When did you last revise your project plan? Did it make you feel you had failed, or did you feel it was an essential step on the path to success?
I would argue that re-planning is a necessary part of projects.
Re-planning: Just part of project life
I have met people who felt that “re-planning” or revising a project plan was an admission of defeat. They feel they should have anticipated everything in advance and built it into the original plan. I think they are being unnecessarily hard on themselves.
Unless you have complete foreknowledge about everything in and around your project, then some degree of re-planning is inevitable.
Re-planning to suit your project
To oversimplify things a little, there are two kinds of project, “Waterfall” and “Agile”.
- With Waterfall, you can really only plan one phase at a time in any detail. That means that one of the concluding outputs from each phase is the detailed plan for the next phase. This means that you have to revisit the plan with each new phase. It’s an essential part of the method.
- With Agile, you plan each iteration or sprint as it comes up. Again, this means planning again and again. The plans may be smaller, because the steps are smaller but they are still there.
In both cases the smaller plans fit within a larger, coarser grained project plan.
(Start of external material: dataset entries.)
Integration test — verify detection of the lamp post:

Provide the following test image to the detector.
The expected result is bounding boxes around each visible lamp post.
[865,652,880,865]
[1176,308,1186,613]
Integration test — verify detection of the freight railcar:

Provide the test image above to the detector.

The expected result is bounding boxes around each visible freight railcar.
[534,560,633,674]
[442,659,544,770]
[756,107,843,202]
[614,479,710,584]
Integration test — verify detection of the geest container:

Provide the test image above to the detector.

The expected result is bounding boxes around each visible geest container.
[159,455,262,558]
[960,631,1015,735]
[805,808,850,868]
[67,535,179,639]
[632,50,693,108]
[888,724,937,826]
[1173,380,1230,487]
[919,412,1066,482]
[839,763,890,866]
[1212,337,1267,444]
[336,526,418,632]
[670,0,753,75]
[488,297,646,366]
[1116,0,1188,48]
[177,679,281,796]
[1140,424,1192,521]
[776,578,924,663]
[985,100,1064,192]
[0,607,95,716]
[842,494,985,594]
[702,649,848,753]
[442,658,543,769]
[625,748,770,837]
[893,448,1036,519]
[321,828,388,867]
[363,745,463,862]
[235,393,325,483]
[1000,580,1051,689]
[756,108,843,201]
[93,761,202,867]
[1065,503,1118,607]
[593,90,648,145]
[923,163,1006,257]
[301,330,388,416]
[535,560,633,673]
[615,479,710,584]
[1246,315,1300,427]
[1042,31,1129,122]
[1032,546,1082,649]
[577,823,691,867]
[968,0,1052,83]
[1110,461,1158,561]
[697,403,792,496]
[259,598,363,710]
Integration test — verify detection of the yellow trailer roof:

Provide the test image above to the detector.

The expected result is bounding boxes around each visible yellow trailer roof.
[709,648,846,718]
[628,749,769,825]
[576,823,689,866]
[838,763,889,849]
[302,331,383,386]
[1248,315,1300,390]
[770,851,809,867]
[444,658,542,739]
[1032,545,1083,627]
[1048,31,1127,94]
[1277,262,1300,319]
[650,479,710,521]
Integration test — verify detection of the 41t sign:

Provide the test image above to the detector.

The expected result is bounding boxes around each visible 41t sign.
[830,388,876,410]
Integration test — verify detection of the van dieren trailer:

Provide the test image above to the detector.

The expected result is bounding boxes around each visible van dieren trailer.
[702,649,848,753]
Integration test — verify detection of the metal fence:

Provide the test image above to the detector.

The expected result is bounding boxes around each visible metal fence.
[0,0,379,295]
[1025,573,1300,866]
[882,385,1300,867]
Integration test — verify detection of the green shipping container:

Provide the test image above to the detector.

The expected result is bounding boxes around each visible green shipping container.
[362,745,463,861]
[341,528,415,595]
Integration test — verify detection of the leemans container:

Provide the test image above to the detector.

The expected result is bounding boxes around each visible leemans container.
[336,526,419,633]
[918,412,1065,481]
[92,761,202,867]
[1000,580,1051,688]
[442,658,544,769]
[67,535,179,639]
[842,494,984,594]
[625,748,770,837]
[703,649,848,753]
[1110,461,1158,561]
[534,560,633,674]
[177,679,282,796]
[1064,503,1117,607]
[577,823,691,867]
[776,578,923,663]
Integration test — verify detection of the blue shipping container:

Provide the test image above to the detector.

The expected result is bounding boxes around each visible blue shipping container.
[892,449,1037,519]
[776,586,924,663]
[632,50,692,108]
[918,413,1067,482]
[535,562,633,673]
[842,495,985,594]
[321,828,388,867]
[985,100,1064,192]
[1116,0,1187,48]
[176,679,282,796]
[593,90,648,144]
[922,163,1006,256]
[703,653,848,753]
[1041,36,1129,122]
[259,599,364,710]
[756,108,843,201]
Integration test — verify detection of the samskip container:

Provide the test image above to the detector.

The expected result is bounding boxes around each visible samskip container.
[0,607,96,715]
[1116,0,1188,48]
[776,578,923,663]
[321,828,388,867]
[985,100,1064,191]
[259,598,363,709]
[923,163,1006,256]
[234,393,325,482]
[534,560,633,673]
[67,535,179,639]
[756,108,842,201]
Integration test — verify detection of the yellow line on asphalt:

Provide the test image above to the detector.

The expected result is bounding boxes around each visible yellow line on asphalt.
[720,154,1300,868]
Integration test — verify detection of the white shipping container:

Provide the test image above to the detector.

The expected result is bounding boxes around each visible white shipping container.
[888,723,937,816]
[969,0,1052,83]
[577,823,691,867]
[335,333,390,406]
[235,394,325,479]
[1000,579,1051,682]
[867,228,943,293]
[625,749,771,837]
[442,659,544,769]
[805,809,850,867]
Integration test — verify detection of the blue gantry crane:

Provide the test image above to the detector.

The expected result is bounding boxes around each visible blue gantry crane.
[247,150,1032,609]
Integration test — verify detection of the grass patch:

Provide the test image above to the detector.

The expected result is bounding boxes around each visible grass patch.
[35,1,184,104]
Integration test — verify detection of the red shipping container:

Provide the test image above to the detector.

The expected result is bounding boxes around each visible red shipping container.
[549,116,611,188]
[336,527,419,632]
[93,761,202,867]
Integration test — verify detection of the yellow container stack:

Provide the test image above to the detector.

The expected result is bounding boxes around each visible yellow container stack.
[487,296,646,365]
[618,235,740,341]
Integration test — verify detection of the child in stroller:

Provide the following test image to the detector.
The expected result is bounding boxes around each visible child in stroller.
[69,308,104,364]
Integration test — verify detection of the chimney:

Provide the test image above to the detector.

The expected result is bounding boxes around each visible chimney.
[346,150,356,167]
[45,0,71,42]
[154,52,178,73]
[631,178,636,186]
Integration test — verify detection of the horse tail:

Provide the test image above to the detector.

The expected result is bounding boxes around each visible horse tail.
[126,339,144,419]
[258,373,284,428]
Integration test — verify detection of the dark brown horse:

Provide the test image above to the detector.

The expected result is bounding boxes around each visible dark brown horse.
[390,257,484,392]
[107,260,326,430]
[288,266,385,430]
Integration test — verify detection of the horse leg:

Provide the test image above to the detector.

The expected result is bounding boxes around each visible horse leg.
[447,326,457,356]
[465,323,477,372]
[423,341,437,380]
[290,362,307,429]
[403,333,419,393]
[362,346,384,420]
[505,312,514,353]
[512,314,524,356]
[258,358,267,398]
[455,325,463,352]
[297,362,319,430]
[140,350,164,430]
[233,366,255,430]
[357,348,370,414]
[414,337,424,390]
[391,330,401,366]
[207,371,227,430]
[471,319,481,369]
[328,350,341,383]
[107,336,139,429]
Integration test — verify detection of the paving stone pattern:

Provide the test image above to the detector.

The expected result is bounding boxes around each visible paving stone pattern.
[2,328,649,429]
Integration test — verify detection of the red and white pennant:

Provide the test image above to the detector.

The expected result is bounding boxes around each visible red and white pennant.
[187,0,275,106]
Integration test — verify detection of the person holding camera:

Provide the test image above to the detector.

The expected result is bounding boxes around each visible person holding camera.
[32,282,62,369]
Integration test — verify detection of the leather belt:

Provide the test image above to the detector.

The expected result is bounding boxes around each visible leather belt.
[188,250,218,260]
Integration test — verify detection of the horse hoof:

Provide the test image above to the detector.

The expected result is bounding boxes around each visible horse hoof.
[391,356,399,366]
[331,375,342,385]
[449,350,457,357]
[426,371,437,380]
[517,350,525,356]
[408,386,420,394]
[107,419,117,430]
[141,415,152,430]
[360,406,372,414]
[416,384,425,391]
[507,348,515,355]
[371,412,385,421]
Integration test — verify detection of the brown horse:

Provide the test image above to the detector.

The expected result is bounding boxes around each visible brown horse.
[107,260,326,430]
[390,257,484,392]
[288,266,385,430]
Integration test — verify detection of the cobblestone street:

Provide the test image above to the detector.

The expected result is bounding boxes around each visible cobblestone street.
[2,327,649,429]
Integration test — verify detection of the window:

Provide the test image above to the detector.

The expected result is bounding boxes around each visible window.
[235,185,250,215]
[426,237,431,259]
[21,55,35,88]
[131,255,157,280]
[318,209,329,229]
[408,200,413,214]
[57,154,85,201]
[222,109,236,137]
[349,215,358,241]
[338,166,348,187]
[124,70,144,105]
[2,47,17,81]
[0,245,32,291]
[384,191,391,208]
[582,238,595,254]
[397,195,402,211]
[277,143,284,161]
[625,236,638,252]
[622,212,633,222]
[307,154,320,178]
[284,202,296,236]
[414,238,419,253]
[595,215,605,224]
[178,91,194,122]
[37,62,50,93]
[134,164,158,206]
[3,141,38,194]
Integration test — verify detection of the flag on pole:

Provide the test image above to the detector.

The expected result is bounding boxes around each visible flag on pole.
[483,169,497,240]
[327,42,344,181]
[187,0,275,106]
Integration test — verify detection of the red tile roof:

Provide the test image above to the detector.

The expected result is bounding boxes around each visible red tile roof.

How up to date is your plan?
One of the advantages of re-planning or revising your plan is that it allows you to take what you have learned from your project into account. It means that the projections in you plan are more likely to be accurate and therefore you can take action to try to achieve them. Having an out of date plan which contains unachievable completion dates is demotivating. Bring your plan up to date and then manage to the up-to-date plan!